To this day I can go to a book store for hours, sit on the floor and look through old books that helped me way back when, while simultaneously searching for something new, a new author, idea, or aha.
I often worry that all the bookstores will go away. I love and appreciate Amazon like the rest of the world, but I know its convenience makes the small (and even big) bookstore somewhat obsolete.
The library has its obvious perks (no $$ involved, well actually I tend to accrue a lot of late fees, so there is some $$ involved), but when I find a book I love, I need to own it.
I write in it, underline it, fold the pages, make notes. I have a full-on conversation with the book as I move through it.
I got a Kindle a few years ago; everyone told me how much I would love it. It didn’t work for me, so I gave it back to my mom. The technology is amazing, and who knows, I may go back to it, but I prefer holding my books and putting them on my shelves.
Mostly because I love to look at them, and remember – remember what I was going through when I bought it, remember the way it made me feel, remember who gave it to me as a gift (and who I have since given it to).
Books fill my office with a sense of history and growth, a way that I chart my adult years.

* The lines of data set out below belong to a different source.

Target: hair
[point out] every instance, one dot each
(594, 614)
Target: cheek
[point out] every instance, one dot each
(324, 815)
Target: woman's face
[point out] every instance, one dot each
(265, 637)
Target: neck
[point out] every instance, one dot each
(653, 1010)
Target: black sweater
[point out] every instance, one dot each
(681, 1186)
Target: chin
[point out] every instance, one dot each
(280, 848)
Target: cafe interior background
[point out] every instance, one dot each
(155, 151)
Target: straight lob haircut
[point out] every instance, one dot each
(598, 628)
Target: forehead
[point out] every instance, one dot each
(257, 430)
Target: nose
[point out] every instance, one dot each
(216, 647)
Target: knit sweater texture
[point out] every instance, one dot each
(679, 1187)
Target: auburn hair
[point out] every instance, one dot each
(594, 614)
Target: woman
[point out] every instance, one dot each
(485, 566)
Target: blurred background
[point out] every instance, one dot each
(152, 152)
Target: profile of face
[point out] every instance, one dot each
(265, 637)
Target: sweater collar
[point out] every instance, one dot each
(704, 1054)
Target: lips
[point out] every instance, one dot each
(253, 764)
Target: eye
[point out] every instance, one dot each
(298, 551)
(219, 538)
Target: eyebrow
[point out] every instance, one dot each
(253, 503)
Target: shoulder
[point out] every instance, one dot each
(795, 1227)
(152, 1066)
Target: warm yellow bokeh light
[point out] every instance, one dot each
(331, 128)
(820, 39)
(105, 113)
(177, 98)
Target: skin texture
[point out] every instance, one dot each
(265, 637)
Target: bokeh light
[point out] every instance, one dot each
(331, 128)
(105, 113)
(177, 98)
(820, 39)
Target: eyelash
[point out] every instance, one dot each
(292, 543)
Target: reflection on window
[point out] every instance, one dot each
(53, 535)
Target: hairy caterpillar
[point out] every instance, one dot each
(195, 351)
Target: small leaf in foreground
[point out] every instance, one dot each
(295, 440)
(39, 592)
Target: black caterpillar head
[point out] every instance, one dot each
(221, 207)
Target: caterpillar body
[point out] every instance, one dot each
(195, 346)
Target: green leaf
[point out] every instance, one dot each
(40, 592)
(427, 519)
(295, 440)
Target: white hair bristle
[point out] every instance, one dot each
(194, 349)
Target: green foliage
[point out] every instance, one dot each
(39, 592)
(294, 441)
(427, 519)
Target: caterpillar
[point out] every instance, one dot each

They remind me that I have another book living inside of me, and my dream is that it’s something elegant and meaningful like Gift from the Sea, something that is as relevant today as the year it was written.
But until then, I continue to be inspired by the books that are already out there, to walk the aisles with a sense of gratitude and belonging, and appreciate the different paths and different ways to teach lessons, to share a story, to live a life.